The daring tale of the Born to Run leather jacket

This is the extraordinary story of the leather jacket worn by Bruce Springsteen on the cover of Born to Run, the masterpiece released 50 years ago. As Springsteen: Deliver Me From Nowhere, the new biopic on the Boss, opens in the United States, the New York Post has retraced the almost unbelievable tale of the leather jacket worn by the American rocker on the iconic sleeve of his 1975 album. Bought for just $30, today the jacket could be worth more than $1 million.

Rock and leather

The Born to Run jacket is just one of many leather jackets that have shaped music history. They were staples in the wardrobes of Elvis Presley, the Ramones, the Sex Pistols, Jimi Hendrix and, more recently, Madonna and Michael Jackson. These are just a handful of examples—there are hundreds more. Yet the Born to Run jacket has a particularly curious backstory, pieced together half a century later.

The Born to Run jacket

In 1975, Springsteen’s then-manager Mike Appel unearthed an old leather jacket from his attic and handed it to the 25-year-old rocker. It was a perfect fit. The Boss wore it during the photoshoot for the album cover (the booklet of the 2005 special edition includes three outtakes from the session) and kept it on throughout the tour. Then, the jacket vanished. It reappeared, seemingly out of nowhere, in 2010 at Cleveland’s Rock and Roll Hall of Fame. Nobody seemed to know how it got there.

An incredible journey

At first glance, the Born to Run jacket looked like a Schott NYC creation, the label favoured by rockers. But according to The New York Post, it was most likely a generic leather design made by a manufacturer for the Montgomery Ward department stores. Springsteen later admitted to his manager that he had given the jacket to a girlfriend at the time, Joy Hannan.
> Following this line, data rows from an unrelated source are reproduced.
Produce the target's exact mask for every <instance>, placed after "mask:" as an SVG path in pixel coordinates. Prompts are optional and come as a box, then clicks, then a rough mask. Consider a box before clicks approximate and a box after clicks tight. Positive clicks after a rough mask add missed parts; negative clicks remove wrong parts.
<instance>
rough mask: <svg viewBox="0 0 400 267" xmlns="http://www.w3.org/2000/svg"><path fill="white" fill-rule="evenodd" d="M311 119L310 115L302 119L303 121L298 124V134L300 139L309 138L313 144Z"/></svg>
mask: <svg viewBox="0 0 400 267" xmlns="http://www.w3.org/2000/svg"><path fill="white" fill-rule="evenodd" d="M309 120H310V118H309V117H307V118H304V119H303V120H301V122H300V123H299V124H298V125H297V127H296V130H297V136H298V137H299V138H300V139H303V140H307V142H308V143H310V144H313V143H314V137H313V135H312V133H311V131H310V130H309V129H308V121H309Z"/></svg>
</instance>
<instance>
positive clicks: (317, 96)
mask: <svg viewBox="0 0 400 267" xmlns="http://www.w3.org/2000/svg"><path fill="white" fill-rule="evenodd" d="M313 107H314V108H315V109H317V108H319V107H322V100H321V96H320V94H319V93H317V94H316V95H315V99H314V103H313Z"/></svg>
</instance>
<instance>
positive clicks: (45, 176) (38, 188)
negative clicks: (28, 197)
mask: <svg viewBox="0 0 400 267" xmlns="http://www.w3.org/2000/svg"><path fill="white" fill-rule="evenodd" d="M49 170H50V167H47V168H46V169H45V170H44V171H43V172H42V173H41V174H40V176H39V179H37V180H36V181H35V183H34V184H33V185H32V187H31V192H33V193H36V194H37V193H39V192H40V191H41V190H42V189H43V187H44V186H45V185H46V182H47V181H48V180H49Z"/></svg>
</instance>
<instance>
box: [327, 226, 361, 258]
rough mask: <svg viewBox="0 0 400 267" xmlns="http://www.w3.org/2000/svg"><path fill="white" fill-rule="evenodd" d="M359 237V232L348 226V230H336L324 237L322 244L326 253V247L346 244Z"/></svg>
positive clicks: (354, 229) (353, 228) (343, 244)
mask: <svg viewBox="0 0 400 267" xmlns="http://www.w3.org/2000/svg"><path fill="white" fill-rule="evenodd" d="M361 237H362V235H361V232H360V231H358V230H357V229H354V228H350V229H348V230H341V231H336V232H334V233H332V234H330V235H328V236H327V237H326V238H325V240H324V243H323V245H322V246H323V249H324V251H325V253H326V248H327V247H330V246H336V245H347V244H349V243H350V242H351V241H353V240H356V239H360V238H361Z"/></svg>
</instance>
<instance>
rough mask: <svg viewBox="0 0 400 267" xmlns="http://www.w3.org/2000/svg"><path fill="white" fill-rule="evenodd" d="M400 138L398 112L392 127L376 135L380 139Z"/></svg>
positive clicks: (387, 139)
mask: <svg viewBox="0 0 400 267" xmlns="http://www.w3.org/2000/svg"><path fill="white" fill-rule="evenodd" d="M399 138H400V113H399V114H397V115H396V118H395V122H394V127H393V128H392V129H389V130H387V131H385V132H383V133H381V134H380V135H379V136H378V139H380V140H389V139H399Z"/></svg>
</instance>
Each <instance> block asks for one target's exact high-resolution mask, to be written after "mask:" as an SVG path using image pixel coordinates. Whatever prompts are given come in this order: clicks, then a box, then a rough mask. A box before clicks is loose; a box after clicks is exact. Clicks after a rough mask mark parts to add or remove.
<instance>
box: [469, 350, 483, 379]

Though the two eventually went their separate ways, Joy kept the jacket safe for decades, never once tempted to sell it for what could have been up to $1 million. In 2010, she donated it to the Cleveland museum. Twelve years later, however, she asked to borrow it briefly in order to return it, in person, to the Boss. After a commemorative photo, the jacket—originally bought for no more than $30 by Mike Appel’s mother—was handed back to the museum. For now, the daring tale of the Born to Run leather jacket ends there.